Now the size or "count" of instances in each grouping:

In [7]:
df['size'] = df.groupby(level=0).size().reindex(df.index, level=0); df
Out[7]:
orig mean sum mode nunique size
A 1 0 0.666667 2 1 2 3
2 1 0.666667 2 1 2 3
3 1 0.666667 2 1 2 3
B 1 1 1.000000 2 1 1 2
2 1 1.000000 2 1 1 2
C 1 2 2.666667 8 2 2 3
2 4 2.666667 8 2 2 3
3 2 2.666667 8 2 2 3
D 1 0 0.000000 0 0 1 1

First

In [8]:
df['first'] = df['orig'].groupby(level=0).first().reindex(df.index, level=0); df
Out[8]:
orig mean sum mode nunique size first
A 1 0 0.666667 2 1 2 3 0
2 1 0.666667 2 1 2 3 0
3 1 0.666667 2 1 2 3 0
B 1 1 1.000000 2 1 1 2 1
2 1 1.000000 2 1 1 2 1
C 1 2 2.666667 8 2 2 3 2
2 4 2.666667 8 2 2 3 2
3 2 2.666667 8 2 2 3 2
D 1 0 0.000000 0 0 1 1 0

Align

In [9]:
df2 = pd.Series(np.random.randn(4), index=['A','B','C','D'], name='align'); df2
Out[9]:
A   -0.614518
B    0.335981
C   -1.092953
D   -0.200379
Name: align, dtype: float64
In [10]:
a1, a2 = df.align(df2, level=0, axis=0); a2
Out[10]:
A  1   -0.614518
   2   -0.614518
   3   -0.614518
B  1    0.335981
   2    0.335981
C  1   -1.092953
   2   -1.092953
   3   -1.092953
D  1   -0.200379
Name: align, dtype: float64

a1 is the original DataFrame (df) and a2 is the Series which has been reindexed to match the original DataFrame.
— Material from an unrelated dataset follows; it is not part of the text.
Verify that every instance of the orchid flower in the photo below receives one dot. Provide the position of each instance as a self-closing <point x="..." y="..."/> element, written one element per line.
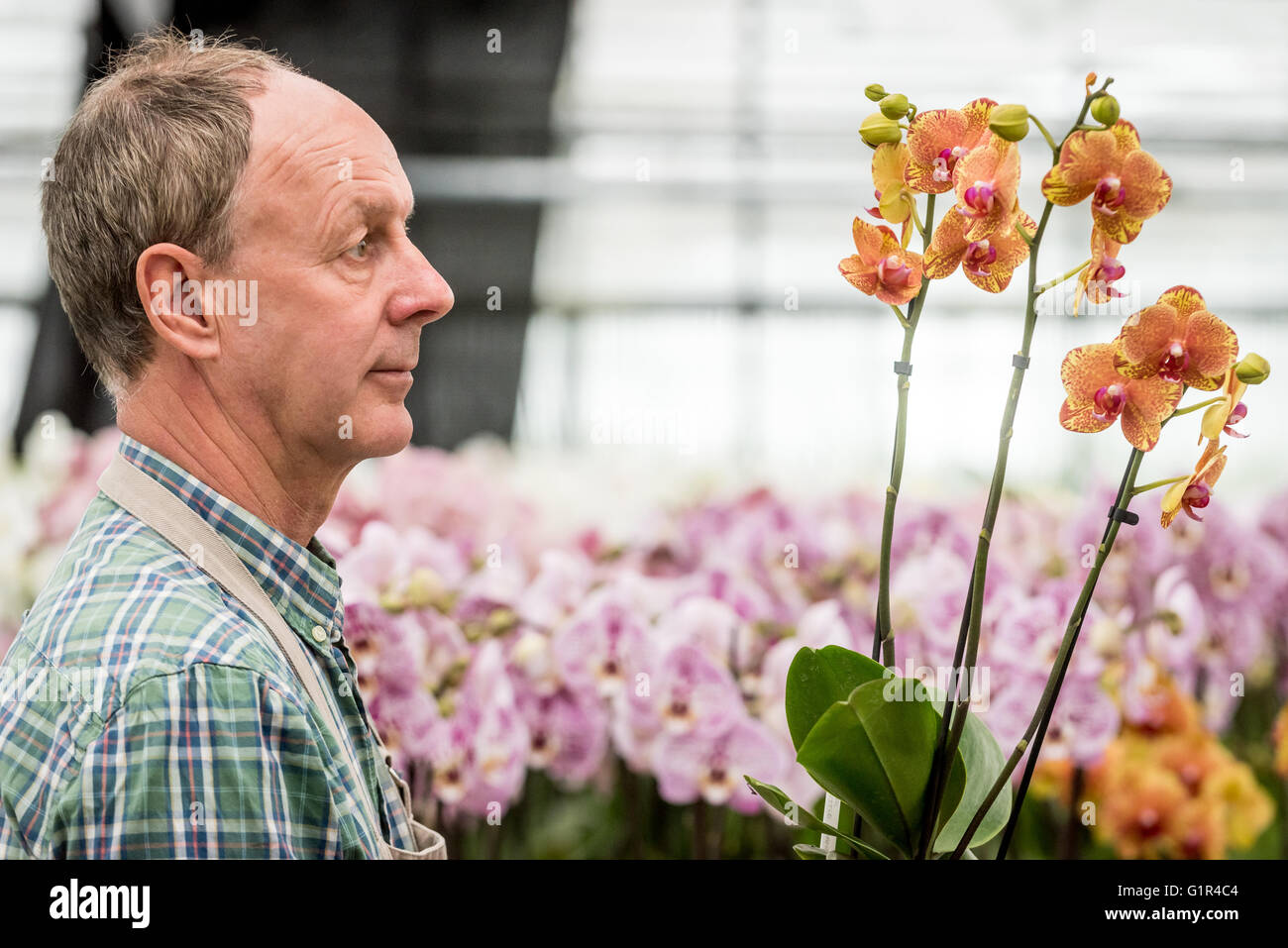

You could also use reindex again like the following:

In [11]:
df2.reindex(df.index, level=0)
Out[11]:
A  1   -0.614518
   2   -0.614518
   3   -0.614518
B  1    0.335981
   2    0.335981
C  1   -1.092953
   2   -1.092953
   3   -1.092953
D  1   -0.200379
Name: align, dtype: float64

Update or FillNA

I had a case during data manipulation where one column was missing data. I was able to fill in missing data by performing a calculation on data from another column. However, in some cases this other column was missing data where the calculatable column was not. This meant that if I performed the calculation, then replaced all values, I would lose some data.

In [25]:
arrays = [np.array(['A', 'A', 'A', 'B', 'B', 'C', 'C', 'C', 'D']),
          np.array(['1', '2', '3', '1', '2', '1', '2', '3', '1'])]
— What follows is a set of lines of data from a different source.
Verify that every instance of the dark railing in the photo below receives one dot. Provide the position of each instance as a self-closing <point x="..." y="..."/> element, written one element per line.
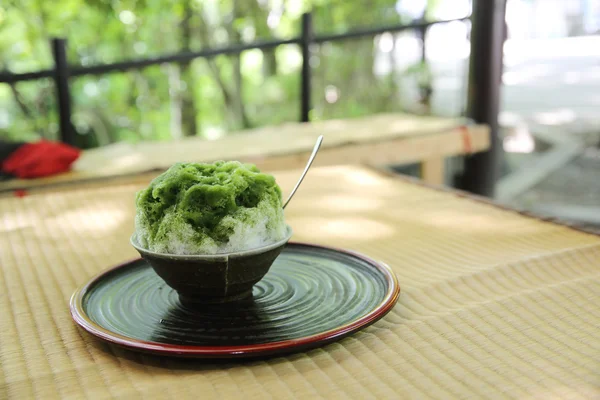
<point x="62" y="71"/>
<point x="484" y="78"/>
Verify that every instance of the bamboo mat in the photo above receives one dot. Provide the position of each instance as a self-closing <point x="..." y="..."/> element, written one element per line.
<point x="494" y="304"/>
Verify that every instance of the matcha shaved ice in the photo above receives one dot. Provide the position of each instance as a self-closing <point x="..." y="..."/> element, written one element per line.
<point x="198" y="208"/>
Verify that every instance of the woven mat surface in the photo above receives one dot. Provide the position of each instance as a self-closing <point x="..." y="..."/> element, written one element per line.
<point x="493" y="304"/>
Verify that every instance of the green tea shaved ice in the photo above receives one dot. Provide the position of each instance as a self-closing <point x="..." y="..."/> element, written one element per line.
<point x="209" y="208"/>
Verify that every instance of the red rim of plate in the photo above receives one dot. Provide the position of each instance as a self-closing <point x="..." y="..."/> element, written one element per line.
<point x="393" y="291"/>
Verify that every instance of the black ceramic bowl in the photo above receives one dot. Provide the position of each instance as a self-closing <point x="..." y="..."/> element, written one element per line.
<point x="213" y="278"/>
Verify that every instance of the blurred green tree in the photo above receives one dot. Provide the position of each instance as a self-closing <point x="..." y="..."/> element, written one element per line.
<point x="206" y="97"/>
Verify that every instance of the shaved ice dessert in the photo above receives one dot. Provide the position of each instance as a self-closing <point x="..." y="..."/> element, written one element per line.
<point x="209" y="208"/>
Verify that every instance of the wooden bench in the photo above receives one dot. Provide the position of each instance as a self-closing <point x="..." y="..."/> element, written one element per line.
<point x="382" y="139"/>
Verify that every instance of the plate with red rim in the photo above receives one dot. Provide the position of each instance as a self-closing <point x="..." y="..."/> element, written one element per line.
<point x="311" y="296"/>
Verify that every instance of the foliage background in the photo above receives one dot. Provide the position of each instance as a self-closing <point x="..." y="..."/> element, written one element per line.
<point x="206" y="97"/>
df = pd.DataFrame([0,None,1,1,1,2,4,None,None], index=arrays, columns=['orig']); df
df['sum'] = pd.Series([4,None,None,3], index=['A','B','C','D']).reindex(df.index, level=0); df
Out[25]:
orig sum
A 1 0.0 4.0
2 NaN 4.0
3 1.0 4.0
B 1 1.0 NaN
2 1.0 NaN
C 1 2.0 NaN
2 4.0 NaN
3 NaN NaN
D 1 NaN 3.0

Imagine the missing value in A was 3, or that there were other rows missing from this data that meant the value for sum is really correct.
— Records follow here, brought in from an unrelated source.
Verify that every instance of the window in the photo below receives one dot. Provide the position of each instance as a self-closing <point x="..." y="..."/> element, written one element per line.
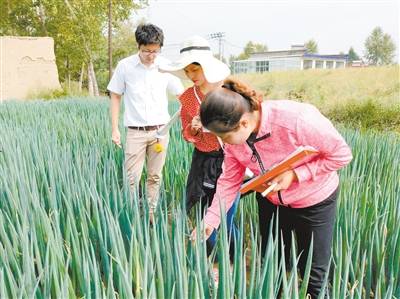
<point x="307" y="64"/>
<point x="262" y="66"/>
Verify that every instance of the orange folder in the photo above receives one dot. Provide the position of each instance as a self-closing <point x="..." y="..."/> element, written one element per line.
<point x="300" y="156"/>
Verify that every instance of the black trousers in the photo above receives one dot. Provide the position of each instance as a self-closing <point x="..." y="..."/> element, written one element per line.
<point x="316" y="221"/>
<point x="201" y="183"/>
Here we want to fill in the values for B and C without overwriting the values for A or D as these cannot be recalculated using the data we are given.

In [26]:
replacement = df[~df['orig'].isnull()]['orig'].sum(level=0).reindex(df.index, level=0); replacement
Out[26]:
A  1    1.0
   2    1.0
   3    1.0
B  1    2.0
   2    2.0
C  1    6.0
   2    6.0
   3    6.0
D  1    NaN
Name: orig, dtype: float64

fillna will only update values in the original series where they are already None - it won't overwrite existing values. This way we can keep the value for A and D and only update the missing cases that we need.

In [27]:
df['sum'] = df['sum'].fillna(replacement); df
Out[27]:
orig sum
A 1 0.0 4.0
2 NaN 4.0
3 1.0 4.0
B 1 1.0 2.0
2 1.0 2.0
C 1 2.0 6.0
2 4.0 6.0
3 NaN 6.0
D 1 NaN 3.0

Now instead imagine that we know the value for A is wrong and we want to overwrite it using our new calculation. Since the original data fro D is missing we're going to rely on the fact that it's correct and don't want to overwrite that. So we want to update values for A, B, and C. Using update will overwrite the existing values where our new series is not None. This is done "inplace".

In [28]:
df['sum'].update(replacement); df
Out[28]:
orig sum
A 1 0.0 1.0
2 NaN 1.0
3 1.0 1.0
B 1 1.0 2.0
2 1.0 2.0
C 1 2.0 6.0
2 4.0 6.0
3 NaN 6.0
D 1 NaN 3.0

These fillna and update functions aren't anything special to MultiIndexed DataFrames, this demonstration to myself is more to show the full workflow once the recalculated Series has been properly indexed to align with what we're filling or updating. None of these calculations will work if the new Series is only indexed at the higher level, and sometimes the code doesn't even throw errors so you won't know that it's failed.